I am stunned into silence by the awesomeness of the occasion, of having to seat in a table of Crispy pata, Indonesian barbecue, Kimchi, milk and fruit shakes and everything in delicious palatables hues, and not have a single bite. For a person with enough nibbleness of mind to accept the staggering reality, it is way better to err on the side of free will than of curtailment.

This is the most astute demeanor to project.

Water, fish and veggies for me.

Nuff said.

Friday, September 3, 2010

pray with me

I have a ticking time bomb in my body, but with God’s help, I pray, I can defuse it.

ANYWAY

ANYWAY
Mother Teresa

People are often unreasonable, irrational and self-centered. Forgive them anyway.

If you are kind, people may accuse you of selfish, ulterior motives. Be kind anyway.

If you are successful, you will win some unfaithful friends and some genuine enemies. Succeed anyway.
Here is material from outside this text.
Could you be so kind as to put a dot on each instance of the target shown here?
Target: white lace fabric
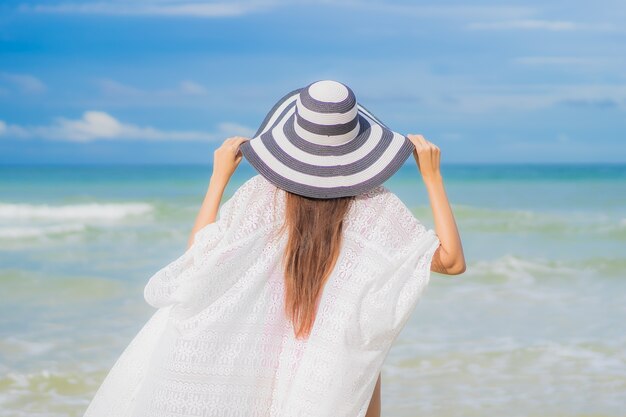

If you are honest and sincere, people may deceive you. Be honest and sincere anyway.

What you spend years creating, others could destroy overnight. Create anyway.

If you find serenity and happiness, some may be jealous. Be happy anyway.

The good you do today will often be forgotten. Do good anyway.

Give the best you have and it will never be enough. Give your best anyway.

In the final analysis, it is between you and God.

It was never between you and them anyway.

Thursday, September 2, 2010

Lord, take over

“Lord, take over, I have labored with everything I have and have hit blank walls. Whatever You want me to do, I will follow.”

Jesus, increase my faith.

Wednesday, September 1, 2010

KERS?

i just reopened my KERS? account in tropaks and boy, the old personal messages are still sweetest at its finest, gotta read it over and over again ^_^

dinner

Wants steamed tilapia for dinner. hmmmmnnnnn

:'(

I dreamt of you last night. It was so good to see you even in my dreams, to be wrapped in your arms again. I was suddenly awakened and found a message in my mobile. Quite not sure if it is really you, but the major part of me could sense that it was just the virus again. The message was sent an hour ago, to which i did reply, even with the slightest hope that it was indeed a real person. So off i went to sleep again, hoping to catch you once more even in my dreams.

I'm missing you more each day.

:'(

BROAS THEN

I was able to shoo away the Cafe Breton crepe cravings yesterday. Thanks to broas, the palatable tension had been put to ease. Dinner came, banana and fresh milk had a soothing effect on me. 12 hours of work is kinda stressful, i need to load up with all the positive energies in order for me to fully recover.